The Bicentennial Minute
Now that St. Marys was officially a platted town, the proprietors, minus John McCorkle, as he bailed out selling his interest to a John Manning and a Mr. Berry, could move forward in conjunction with a newly formed county government. They clearly intended that St. Marys would be the “seat of justice” for Mercer County as was set forth in the dedication the proprietors filed in August of 1823 along with the plat of the lots.
As noted in the previous Bicentennial Minute, in August, 1823, there was no government in Mercer County, as Mercer was attached to Darke County for regular governmental purposes. That changed when on Jan. 2, 1824. Then the Ohio General Assembly passed an act organizing the County of Mercer. The act allowed the local electors to select county officers. The immediate problem for the St. Marys proprietors was that the legislation designated Shanesville (now known as Rockford) as the place where courts would be held until “a permanent seat of justice shall be established for said county.”
The legislation also provided that the legal electors residing in the county would assemble on the first Monday of April to elect county and township officers. As authorized by the state, the commissioners organized that April. The official journal shows that they chose by lots their initial terms of office, with one commissioner serving a term of three years, one for two years and one for only a year.

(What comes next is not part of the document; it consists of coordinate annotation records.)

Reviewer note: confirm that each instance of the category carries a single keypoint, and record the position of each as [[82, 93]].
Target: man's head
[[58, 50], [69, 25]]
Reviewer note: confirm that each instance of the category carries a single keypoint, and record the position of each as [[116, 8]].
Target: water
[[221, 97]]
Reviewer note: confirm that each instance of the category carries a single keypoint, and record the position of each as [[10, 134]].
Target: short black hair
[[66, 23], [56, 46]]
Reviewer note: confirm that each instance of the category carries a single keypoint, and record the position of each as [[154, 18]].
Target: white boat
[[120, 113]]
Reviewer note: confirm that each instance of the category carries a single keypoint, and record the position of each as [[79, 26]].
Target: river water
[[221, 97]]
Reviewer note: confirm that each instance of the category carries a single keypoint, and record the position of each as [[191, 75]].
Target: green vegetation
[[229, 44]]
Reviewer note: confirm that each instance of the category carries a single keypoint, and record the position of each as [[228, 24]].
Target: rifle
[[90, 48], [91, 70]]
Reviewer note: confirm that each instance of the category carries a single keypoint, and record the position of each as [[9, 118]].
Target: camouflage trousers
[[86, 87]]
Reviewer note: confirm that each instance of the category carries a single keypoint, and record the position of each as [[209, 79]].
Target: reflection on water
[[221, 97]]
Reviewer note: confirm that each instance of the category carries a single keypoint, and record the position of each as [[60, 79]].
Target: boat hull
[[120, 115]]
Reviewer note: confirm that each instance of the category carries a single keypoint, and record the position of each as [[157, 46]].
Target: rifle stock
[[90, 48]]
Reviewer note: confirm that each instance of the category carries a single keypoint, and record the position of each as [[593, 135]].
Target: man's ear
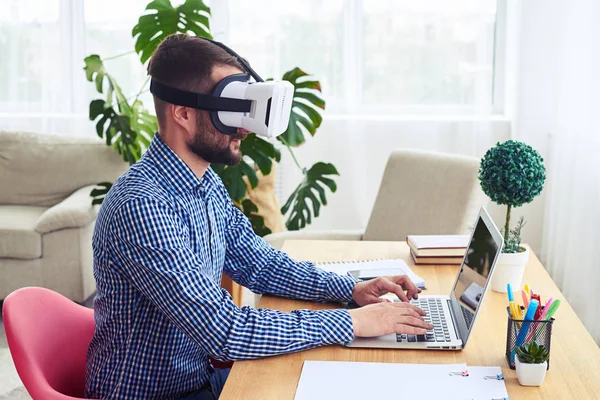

The commissioners soon decided that St. Marys was the better location for a county seat as in June, 1825, pursuant to an agreement signed a year earlier, the St. Marys lot owners deeded to the Mercer County Commissioners 30 lots for the consideration of naming St. Marys the “seat of justice.” We might speculate that the commissioners saw a good deal as they could then raise money for county operations by selling town lots. Historical records are silent but perhaps the St. Marys offer was more enticing than retaining the county seat in Shanesville.
Funds were definitely short at this time as in 1824. The auditor valued each town lot at $1 and the tax levied at the rate of half a cent per lot raised $34. In December,1825, the first priority was not a courthouse but rather a county jail. At an auction for the right to build the jail, Asa Hinkle prevailed. He would construct the jail in exchange for five lots in St. Marys and $150 in cash. The Commissioners could only afford $50 down and gave a bond for the balance. Some accounts show that Hinkle constructed the jail not on the Public Square, but at the corner of Spring and Main at the site of the current Methodist Church Parking lot.
Hinkle built well. James Hough James, an Urbana attorney and later a well known figure in Ohio politics, road “the circuit” in 1827. When in St. Marys he shared a whiskey with Charley Murray before participating in the legal proceedings of the day. During his stay, he took note of the jail, describing it as “a very strong one... built entirely of wood.” Completion apparently proceeded slowly as it took a couple of years for Hinkle to complete construction. The commissioners authorized final payment in June, 1829.
In the meantime, in May,1828, the commissioners sold the right to build a courthouse for $291.49. These building projects were funded according to a plan. Earlier they had decided that the proceeds from the sale of half of the their 30 town lots would be dedicated for public buildings. The official records reveals that they raised about $1,000 for the sale of 15 lots.
The status of the Town of St. Marys by 1830 would show that a primitive form of local government was functioning. All that was need were individuals willing the challenge a wilderness.